Primark estimates that non-essential retail closures across its global store estate cost the business £1.1bn in lost sales in the first half of its financial year, but expects the period after lockdown ends to be “highly cash generative”.

The fashion retailer said sales in the 24 weeks to February 27 were expected to be around £2.2bn, down from £3.7bn during the same period the previous financial year and that adjusted operating profit would be “marginally above break-even”.

Primark, which does not sell online, attributed this 41% forecasted decline in interim sales to store closures across its global estate due to coronavirus lockdowns.

The retailer’s sales were down 15% in like-for-like terms during the period and Primark said trading was “strong” when stores were able to open.

Primarks estimates that “the loss of sales in the periods of store closures during this period is £1.1bn”.

As of today, 77 stores representing 22% of Primark’s selling space are open and its US stores “continued to perform well”.

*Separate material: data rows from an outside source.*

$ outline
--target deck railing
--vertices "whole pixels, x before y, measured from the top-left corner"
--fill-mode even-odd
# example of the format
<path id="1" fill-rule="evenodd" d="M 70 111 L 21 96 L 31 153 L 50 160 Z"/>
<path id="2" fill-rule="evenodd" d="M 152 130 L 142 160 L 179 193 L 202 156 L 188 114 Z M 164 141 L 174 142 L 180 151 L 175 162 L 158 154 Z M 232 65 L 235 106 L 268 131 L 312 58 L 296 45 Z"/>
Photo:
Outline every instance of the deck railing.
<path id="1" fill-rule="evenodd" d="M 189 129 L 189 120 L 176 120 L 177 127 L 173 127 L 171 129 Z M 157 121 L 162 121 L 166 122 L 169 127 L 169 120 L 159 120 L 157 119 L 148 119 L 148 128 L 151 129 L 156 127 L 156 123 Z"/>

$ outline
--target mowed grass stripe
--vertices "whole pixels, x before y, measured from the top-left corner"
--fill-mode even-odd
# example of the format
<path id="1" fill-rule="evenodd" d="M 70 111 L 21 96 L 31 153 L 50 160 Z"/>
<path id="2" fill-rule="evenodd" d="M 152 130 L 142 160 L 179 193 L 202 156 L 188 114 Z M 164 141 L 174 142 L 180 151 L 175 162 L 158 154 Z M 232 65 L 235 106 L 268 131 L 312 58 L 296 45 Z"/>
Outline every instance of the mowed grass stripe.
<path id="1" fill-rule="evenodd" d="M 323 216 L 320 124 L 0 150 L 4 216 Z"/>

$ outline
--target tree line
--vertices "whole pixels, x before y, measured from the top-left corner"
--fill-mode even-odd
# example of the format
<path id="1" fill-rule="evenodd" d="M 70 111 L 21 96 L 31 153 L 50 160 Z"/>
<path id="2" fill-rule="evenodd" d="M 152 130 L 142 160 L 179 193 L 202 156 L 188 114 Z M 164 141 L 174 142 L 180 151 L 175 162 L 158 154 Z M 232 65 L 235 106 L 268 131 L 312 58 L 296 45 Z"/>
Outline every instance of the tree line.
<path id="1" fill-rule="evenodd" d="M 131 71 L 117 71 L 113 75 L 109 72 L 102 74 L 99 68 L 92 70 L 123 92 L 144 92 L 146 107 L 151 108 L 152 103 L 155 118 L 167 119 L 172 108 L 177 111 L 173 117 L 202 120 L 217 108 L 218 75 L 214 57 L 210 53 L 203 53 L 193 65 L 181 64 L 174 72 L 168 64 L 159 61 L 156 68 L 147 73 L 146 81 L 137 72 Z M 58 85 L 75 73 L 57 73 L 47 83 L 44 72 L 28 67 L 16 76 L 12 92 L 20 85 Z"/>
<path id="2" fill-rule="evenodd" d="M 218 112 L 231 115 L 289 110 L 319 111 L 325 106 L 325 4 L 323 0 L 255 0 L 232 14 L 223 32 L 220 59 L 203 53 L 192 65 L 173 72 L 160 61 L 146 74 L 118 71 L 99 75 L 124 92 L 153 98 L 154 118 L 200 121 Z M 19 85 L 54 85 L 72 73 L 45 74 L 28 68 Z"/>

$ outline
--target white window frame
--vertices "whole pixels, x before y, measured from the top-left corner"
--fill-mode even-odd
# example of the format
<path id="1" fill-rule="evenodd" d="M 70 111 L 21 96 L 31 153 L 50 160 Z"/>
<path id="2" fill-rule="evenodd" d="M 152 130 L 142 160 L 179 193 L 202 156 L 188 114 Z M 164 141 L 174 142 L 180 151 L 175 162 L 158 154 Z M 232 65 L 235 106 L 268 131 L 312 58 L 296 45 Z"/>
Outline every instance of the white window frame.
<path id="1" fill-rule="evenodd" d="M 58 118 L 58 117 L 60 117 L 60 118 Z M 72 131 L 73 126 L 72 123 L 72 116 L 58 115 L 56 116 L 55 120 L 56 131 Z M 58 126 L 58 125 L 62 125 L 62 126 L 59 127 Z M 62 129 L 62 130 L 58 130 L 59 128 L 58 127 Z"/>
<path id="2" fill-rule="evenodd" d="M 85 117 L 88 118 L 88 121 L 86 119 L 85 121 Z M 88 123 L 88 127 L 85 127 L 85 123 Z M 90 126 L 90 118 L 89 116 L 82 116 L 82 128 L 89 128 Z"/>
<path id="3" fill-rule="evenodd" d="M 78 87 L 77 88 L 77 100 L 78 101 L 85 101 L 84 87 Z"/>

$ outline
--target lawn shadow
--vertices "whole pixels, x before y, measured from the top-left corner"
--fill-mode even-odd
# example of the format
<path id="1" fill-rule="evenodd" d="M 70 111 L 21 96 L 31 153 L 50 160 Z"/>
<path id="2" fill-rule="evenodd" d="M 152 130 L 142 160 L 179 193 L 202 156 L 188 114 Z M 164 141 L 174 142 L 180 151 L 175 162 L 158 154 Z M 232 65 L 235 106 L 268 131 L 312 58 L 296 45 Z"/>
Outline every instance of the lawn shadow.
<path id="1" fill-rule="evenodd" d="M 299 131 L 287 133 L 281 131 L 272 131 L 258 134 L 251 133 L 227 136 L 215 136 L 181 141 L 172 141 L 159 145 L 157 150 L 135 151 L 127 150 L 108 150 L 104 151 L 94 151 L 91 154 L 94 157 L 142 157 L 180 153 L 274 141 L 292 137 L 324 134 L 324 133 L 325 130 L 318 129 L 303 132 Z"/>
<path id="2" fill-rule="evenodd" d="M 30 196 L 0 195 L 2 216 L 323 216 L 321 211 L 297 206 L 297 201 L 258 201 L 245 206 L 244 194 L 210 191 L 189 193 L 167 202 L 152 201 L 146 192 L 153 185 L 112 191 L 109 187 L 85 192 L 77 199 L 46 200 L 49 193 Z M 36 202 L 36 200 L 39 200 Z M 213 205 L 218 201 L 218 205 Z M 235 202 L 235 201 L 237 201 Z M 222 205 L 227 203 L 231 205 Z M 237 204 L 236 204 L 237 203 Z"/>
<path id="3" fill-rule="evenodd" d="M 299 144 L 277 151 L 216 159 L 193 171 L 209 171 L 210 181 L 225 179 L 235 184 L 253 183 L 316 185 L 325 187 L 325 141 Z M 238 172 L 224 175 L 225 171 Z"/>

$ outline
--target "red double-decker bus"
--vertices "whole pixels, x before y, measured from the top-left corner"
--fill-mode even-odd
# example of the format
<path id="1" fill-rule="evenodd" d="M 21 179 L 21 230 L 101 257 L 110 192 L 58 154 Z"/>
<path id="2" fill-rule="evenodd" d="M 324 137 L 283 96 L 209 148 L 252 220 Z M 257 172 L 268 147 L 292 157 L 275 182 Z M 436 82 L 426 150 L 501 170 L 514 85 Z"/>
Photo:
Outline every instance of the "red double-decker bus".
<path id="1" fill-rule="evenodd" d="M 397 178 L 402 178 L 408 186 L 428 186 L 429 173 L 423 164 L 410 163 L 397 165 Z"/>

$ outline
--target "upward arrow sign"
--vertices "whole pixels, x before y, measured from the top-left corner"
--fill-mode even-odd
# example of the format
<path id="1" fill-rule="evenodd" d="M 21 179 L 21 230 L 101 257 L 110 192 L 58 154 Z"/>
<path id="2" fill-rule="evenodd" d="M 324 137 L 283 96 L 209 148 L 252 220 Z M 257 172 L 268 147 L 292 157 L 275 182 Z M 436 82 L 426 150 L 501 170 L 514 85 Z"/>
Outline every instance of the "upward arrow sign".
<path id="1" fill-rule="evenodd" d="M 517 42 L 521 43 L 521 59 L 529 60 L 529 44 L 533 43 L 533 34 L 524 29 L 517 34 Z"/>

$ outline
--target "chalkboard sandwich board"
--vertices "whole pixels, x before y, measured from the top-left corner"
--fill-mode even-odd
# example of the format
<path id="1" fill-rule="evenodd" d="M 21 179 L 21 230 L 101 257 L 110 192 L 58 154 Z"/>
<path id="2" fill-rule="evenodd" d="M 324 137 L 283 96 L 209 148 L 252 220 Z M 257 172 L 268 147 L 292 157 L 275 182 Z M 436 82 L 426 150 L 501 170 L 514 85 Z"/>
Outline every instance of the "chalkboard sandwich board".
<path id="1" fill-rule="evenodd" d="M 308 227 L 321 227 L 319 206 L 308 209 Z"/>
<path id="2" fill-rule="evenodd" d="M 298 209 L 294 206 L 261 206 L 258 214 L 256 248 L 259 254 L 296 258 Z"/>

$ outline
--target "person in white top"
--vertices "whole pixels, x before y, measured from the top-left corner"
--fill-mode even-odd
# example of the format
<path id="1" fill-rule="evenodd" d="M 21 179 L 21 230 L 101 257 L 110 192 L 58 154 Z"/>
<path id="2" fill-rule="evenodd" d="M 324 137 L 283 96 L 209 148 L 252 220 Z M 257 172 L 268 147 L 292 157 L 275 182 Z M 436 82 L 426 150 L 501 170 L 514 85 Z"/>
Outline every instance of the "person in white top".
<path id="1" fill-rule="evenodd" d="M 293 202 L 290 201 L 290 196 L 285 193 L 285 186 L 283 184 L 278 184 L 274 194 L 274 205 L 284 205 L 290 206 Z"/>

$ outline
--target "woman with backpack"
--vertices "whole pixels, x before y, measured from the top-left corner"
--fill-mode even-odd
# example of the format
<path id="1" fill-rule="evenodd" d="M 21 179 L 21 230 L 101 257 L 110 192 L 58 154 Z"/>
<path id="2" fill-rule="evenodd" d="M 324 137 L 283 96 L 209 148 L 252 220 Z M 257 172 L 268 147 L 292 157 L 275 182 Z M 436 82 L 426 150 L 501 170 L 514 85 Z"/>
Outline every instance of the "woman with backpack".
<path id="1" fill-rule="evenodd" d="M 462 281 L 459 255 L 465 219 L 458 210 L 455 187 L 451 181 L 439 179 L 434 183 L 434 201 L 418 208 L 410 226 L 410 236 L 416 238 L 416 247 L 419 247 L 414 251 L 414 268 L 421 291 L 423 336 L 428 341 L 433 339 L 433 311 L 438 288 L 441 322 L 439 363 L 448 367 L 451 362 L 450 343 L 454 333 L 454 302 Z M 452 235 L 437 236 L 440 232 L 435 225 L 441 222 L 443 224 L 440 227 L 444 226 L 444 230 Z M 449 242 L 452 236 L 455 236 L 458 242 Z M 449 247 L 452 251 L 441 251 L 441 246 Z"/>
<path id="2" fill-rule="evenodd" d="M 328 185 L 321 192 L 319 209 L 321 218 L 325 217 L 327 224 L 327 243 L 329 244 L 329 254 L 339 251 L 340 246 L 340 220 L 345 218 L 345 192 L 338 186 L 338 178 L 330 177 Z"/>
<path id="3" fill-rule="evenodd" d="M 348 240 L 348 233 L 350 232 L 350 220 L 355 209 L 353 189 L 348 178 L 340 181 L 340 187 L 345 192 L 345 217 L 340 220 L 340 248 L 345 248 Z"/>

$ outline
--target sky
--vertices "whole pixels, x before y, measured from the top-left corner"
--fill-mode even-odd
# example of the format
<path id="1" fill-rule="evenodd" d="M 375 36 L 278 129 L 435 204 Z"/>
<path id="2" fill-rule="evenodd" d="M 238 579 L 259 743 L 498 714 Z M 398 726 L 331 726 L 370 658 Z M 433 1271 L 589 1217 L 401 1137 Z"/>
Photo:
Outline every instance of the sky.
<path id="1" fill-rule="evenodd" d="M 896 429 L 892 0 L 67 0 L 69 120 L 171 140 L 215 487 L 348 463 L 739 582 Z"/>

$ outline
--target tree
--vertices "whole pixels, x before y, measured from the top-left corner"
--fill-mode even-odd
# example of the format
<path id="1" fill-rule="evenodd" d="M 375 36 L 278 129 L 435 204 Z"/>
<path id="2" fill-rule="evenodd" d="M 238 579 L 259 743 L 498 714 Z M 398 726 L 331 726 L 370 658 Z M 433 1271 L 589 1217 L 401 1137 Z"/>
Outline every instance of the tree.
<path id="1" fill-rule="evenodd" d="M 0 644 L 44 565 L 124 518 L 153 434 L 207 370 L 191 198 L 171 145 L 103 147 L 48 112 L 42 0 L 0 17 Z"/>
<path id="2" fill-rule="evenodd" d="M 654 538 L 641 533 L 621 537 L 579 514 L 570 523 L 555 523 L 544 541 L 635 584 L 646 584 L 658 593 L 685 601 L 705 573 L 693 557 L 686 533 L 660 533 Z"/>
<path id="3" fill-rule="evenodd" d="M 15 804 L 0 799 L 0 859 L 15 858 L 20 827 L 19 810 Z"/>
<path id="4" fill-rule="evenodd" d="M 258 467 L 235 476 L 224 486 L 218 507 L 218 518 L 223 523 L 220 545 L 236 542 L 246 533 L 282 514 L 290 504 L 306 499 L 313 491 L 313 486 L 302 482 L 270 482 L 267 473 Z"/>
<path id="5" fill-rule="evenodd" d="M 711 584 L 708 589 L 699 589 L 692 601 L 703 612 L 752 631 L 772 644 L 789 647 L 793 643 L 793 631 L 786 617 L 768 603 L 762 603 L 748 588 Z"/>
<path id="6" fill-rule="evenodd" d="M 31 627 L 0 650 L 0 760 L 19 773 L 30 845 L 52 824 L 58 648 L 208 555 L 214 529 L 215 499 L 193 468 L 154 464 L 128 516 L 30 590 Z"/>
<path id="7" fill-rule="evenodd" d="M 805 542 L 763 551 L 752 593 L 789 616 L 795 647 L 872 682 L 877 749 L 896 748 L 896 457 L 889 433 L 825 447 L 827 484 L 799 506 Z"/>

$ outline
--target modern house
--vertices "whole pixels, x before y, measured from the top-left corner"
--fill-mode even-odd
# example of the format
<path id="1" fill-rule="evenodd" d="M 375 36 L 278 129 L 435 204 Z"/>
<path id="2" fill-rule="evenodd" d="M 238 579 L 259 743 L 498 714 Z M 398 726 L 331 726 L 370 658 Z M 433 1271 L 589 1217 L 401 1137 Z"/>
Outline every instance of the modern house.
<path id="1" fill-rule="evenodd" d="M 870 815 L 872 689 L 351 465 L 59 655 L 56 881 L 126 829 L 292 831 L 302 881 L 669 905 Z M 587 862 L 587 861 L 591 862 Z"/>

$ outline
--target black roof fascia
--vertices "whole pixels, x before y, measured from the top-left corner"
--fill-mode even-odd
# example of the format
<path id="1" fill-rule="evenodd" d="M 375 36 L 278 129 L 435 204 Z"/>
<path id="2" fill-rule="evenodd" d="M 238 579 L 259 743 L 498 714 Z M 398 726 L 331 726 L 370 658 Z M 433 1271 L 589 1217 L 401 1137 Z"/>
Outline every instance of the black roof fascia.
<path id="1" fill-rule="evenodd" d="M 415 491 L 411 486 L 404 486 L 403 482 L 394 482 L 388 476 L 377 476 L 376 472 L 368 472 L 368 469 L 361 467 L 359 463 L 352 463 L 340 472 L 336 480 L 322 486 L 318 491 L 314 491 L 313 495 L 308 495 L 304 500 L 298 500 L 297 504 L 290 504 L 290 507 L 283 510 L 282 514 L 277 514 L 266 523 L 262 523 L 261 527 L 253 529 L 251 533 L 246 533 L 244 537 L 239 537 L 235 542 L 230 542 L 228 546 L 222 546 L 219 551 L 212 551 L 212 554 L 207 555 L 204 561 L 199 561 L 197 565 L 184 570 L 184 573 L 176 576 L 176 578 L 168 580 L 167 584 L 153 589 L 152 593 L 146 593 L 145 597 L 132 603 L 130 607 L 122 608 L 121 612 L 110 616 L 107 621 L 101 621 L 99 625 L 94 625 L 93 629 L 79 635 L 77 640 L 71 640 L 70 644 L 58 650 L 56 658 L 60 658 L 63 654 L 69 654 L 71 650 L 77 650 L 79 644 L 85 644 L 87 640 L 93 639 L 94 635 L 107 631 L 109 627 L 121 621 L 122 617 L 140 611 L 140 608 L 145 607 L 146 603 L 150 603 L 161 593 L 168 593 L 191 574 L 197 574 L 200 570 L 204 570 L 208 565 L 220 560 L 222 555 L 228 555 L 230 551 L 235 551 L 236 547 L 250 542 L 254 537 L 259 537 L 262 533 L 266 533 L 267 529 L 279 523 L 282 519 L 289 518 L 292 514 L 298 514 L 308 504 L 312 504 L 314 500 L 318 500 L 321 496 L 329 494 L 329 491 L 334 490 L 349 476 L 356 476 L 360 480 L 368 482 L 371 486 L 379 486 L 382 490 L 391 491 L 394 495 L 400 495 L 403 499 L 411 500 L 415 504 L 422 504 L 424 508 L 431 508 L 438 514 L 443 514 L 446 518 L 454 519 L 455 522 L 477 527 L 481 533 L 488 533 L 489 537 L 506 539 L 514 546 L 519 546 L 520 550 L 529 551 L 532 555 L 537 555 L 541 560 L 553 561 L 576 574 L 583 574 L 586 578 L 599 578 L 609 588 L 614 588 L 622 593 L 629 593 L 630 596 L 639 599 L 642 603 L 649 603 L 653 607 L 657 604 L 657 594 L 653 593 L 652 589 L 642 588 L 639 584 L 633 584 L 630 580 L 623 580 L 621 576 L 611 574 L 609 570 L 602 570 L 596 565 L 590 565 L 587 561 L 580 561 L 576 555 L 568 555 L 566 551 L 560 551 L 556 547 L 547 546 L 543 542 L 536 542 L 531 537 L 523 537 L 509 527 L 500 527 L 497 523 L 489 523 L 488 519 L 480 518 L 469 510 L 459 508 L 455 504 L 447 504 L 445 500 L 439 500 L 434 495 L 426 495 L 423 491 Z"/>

Current plans to ease lockdown measures in the UK and Europe mean that 83% of Primark’s trading space, equating to 233 of its stores should be open by April 26. The retailer said it expects “the period after reopening to be highly cash generative”.

Sales in the retailer’s recently reopened stores in Austria, Poland and Slovenia are ahead of the previous year in like-for-like terms.

Primark plans to open 15 new stores during its current financial year including five in Spain and three in the US.

The retailer expects to sell £150m worth of spring and summer inventory held over from the previous year when stores reopen, as well as £260m worth of leftover autumn and winter stock later in the year.